OVERALL EPISODE NUMBER: 562
STORY NUMBER: 118
TRANSMITTED: Monday 11 January 1982
WRITER: Christopher H. Bidmead
DIRECTOR: Fiona Cumming
SCRIPT EDITOR: Eric Saward
PRODUCER: John Nathan-Turner
RATINGS: 10.4 million viewers
FORMAT: DVD: Doctor Who - New Beginnings (The Keeper of Traken/Logopolis/Castrovalva)
The Doctor, unsure of who he is, is taken into Castrovalva's dwellings by the hunting party and made welcome. He is given a bed for the night and as he drifts off to sleep is visited by the Portreeve who lets slip that he knows who the Doctor is. Tegan & Nyssa are admitted too, and after being allowed to see the Doctor they retire to bed. Nyssa sees an image of Adric in his mirror who advises them to make sure the Doctor stays there and not to reveal that he is missing, The next morning they meet with the Portreeve and the librarian Shardovan. The Portreeve shows them his tapestry which re-arranges itself to show past events and is the source of the Portreeve's knowledge. Watching Nyssa & Tegan carry him to Castrovalva makes the Doctor realise something is wrong and a remark by a child makes him realise Adric is missing. He confronts Nyssa & Tegan who tell him Adric is missing but when they try to leave Castrovalva they discover it's subject to a spatial disturbance which folds in on itself trapping them....
How nice it is to find an alien society that doesn't all want to kill the Doctor for once? They seem genuinely pleased to have him there. I can remember watching this episode at the time and thinking "The Master's there somewhere" and thinking it must be the librarian Shardovan cos he's wearing black and has a moustache........ Incidentally doesn't the actor playing Shardovan, Derek Waring, look like Edward Brayshaw of the Doctor Who stories The Reign of Terror & The War Games and famed for being Harold Meaker in the children's TV series Rentaghost?
The end of the episode, with the entrances and exits from Castrovalva looping round on each other expose the origins of the story which can be found in the works of M. C. Escher, especially Relativity and Ascending and Descending, both of which depict concepts similar to what we see here. A third Escher illustration, Castrovalva provides both the title of the story and the concept of a fortified town on a hill. Christopher H. Bidmead's novelisation of Logopolis is dedicated to Escher.
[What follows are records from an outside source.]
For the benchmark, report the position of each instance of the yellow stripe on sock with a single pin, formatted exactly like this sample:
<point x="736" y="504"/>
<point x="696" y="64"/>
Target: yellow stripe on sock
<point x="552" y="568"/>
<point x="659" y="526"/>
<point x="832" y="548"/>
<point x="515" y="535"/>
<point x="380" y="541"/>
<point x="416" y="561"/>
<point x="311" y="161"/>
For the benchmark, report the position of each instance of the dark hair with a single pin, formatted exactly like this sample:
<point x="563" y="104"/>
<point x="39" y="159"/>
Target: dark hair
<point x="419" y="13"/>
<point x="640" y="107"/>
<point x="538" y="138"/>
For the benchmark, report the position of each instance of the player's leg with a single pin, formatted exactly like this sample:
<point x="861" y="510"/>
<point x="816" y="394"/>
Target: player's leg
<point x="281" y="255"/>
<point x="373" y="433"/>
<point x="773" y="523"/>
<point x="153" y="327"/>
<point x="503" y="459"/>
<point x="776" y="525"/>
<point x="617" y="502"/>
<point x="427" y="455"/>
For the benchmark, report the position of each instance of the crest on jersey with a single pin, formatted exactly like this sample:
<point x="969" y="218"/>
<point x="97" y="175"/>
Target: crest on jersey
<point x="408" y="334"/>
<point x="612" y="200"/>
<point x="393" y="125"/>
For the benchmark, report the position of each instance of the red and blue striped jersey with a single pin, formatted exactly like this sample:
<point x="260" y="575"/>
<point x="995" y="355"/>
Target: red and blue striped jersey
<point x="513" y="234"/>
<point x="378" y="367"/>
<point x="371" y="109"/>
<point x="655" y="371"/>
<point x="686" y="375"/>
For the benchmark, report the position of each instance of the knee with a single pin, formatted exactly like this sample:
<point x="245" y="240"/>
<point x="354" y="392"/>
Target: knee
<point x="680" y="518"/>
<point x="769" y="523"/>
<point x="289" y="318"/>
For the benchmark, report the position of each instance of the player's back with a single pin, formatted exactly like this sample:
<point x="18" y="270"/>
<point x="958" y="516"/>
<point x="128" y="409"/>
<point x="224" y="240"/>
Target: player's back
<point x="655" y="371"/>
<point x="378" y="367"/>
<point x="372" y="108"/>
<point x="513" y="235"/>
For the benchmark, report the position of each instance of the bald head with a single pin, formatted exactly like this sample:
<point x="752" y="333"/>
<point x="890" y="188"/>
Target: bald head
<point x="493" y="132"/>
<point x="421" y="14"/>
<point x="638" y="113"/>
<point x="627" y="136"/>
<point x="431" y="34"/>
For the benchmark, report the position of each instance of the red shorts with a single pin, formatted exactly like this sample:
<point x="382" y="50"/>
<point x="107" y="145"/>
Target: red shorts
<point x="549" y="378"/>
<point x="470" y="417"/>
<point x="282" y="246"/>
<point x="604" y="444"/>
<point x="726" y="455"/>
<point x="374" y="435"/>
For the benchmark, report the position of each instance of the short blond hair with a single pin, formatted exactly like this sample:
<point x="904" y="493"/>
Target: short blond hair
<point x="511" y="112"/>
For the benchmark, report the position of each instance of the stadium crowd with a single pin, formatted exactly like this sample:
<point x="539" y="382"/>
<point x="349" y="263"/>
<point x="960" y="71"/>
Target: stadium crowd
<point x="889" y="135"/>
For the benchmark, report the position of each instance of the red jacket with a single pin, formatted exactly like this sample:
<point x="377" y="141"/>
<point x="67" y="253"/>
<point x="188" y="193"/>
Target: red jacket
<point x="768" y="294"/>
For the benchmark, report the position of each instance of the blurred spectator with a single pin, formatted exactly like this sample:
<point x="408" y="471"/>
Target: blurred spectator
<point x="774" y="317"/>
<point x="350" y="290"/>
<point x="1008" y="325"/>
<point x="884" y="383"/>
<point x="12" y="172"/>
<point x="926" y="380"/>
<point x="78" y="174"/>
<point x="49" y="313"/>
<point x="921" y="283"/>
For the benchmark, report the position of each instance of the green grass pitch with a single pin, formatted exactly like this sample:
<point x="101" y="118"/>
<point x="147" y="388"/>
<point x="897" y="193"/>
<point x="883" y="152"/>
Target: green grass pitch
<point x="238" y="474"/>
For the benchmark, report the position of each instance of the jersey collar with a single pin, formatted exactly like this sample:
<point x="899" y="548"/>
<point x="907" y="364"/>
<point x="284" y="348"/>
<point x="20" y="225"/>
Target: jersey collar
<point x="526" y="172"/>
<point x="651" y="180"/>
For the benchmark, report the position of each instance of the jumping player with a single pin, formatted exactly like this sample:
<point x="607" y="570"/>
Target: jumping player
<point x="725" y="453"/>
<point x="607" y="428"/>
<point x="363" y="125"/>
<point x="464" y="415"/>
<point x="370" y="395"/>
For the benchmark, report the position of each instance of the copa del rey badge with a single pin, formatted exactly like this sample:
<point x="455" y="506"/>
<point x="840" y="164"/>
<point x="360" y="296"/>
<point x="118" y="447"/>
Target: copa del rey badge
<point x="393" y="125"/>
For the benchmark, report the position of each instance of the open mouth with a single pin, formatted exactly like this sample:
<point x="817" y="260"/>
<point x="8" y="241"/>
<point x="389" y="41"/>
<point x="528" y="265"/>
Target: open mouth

Castrovalva wasn't the original opening story for this season. A story called Project Zeta Sigma had been commissioned from the writers of Meglos, John Flanagan and Andrew McCulloch. However concerns about the script led to it being dropped and the by now former script editor Christopher H. Bidmead was asked to draft a replacement. This resulting delay in a completed script being available meant that Castrovalva was made fourth in the 1982 recording block after Four to Doomsday (broadcast second), The Visitation (broadcast fourth) and Kinda (broadcast third). Bear this in mind as the identity of the script editor changes from story to story!
Director Fiona Cumming makes her debut on this story: she was previously assistant floor manager on The Massacre, and then Production Assistant on The Highlanders (a film cut off exists of her operating a clapperboard from this story), The Seeds of Death & The Mutants.
We have one of the Doctor Who greats amongst us for these last two episodes: playing the physician, Mergrave, is Michael Sheard who was previously in The Ark as Rhos, The Mind of Evil as Dr. Roland Summers, Pyramids of Mars as Laurence Scarman and The Invisible Enemy as Lowe. He's got one more appearance to come in Remembrance of the Daleks as the Headmaster. Before then he'd find lasting fame as Mr Bronson in Grange Hill. According to the Matrix Databank the actress playing the child that speaks to the Doctor, Souska John, is the niece of Caroline John, who played former companion Liz Shaw.